£30,000 bill for ticket machine raid
PUBLISHED: 11:42 02 March 2009 | UPDATED: 11:22 12 August 2010
TWO thieves were jailed for causing £30,000 damage to railway ticket vending machines. Tony Trinder, 29, of Bournevale Road, Bromley and Richard Smith, of Webber Row, Southwark, used keys stolen from Orpington station to get into the cash boxes around B
TWO thieves were jailed for causing £30,000 damage to railway ticket vending machines.
Tony Trinder, 29, of Bournevale Road, Bromley and Richard Smith, of Webber Row, Southwark, used keys stolen from Orpington station to get into the cash boxes around Bromley.
Southwark Crown Court heard on Thursday (February 19) how the pair were 'foot soldiers' in a thieving spree which cost London and South Eastern Railway Company £6,000 in ticket profits and a £30,000 bill to replace the damaged machines.
Jailing Trinder for 12 months and handing Smith a six month sentence suspended for two years, Judge James Wadsworth said: "This was a serious conspiracy. I accept neither of you were at the head of it but the problem is that the people who are, need to persuade people like you. Clearly they persuaded others like you as well to go and do the thieving.
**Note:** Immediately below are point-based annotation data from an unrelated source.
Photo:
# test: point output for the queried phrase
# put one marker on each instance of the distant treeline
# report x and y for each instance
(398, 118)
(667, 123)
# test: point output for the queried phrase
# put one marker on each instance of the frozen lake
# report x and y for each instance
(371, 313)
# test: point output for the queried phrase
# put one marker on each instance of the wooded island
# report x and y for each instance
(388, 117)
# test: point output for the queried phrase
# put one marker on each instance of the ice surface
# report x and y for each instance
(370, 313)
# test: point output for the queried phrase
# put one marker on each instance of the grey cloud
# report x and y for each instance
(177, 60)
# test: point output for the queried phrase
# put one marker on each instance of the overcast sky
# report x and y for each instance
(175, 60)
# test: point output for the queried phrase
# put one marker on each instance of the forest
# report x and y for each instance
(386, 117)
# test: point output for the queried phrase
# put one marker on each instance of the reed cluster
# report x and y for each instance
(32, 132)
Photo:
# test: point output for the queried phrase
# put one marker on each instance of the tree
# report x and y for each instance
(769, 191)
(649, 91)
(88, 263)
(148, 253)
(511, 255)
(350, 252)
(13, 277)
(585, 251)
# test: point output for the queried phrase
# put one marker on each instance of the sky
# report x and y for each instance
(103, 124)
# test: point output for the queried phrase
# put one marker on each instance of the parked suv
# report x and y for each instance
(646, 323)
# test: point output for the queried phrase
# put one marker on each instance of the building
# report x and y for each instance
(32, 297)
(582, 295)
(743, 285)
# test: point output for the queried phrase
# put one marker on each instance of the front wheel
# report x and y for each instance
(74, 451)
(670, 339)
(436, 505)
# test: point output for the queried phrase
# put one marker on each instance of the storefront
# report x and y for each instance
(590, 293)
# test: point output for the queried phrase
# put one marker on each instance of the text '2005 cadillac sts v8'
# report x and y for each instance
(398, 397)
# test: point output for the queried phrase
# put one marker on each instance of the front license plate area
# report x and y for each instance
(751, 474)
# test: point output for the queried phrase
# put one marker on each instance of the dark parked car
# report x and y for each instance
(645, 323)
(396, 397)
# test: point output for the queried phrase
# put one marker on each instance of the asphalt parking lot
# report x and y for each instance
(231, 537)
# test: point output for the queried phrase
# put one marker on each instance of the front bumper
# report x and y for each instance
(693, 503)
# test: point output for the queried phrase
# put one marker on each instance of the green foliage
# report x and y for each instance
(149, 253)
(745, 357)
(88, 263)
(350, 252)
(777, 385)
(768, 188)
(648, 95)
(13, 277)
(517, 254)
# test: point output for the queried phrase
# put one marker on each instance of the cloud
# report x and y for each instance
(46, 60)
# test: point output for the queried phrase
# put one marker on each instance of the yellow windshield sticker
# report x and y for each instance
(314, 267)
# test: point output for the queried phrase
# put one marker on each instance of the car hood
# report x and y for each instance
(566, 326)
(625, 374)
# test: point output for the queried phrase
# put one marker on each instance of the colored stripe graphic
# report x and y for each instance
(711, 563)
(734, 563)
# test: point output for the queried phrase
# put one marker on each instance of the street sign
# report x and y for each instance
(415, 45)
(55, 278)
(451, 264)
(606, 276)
"You both knew what you were doing was part of something very much bigger and you both joined in, that is the reason this conspiracy is so serious.
"I cannot allow a situation where people are saying in the pubs around your area 'Look what happens to the last two guys who got caught, the courts let them off'. That would just encourage them.
"You went into this with your eyes open and you made a conscious decision to be dishonest."
Smith was told he had escaped jail by 'the skin of his teeth' and was ordered to comply with a nine-month supervision order as well as an 8pm to 5am curfew.
The court heard the keys used to open up the ticket machine were stolen from Orpington station on December 27, 2007 but it is not known who first stole them.
The pair later targeted Petts Wood station and CCTV footage shows them making off with two boxes containing just over £1,000.
On March 1 last year they stole from a machine at Sundridge Park Railway station, only to return nine days later and break into it again.
But their second attempt was foiled by officers from the British Transport Police who were lying in wait for them, the court heard.
Roger Smart, prosecuting, said: "Officers saw them making their way over the bridge. Smith was told to stop. When Trinder became aware of the police he threw a box over the bridge and ran towards a nearby common."
He was caught and cops discovered the set of keys as well as the lock from the ticket machine. The cash box was found on the platform below the bridge.
During police interviews both defendants refused to make any comment. Both admitted one charge of conspiracy to steal.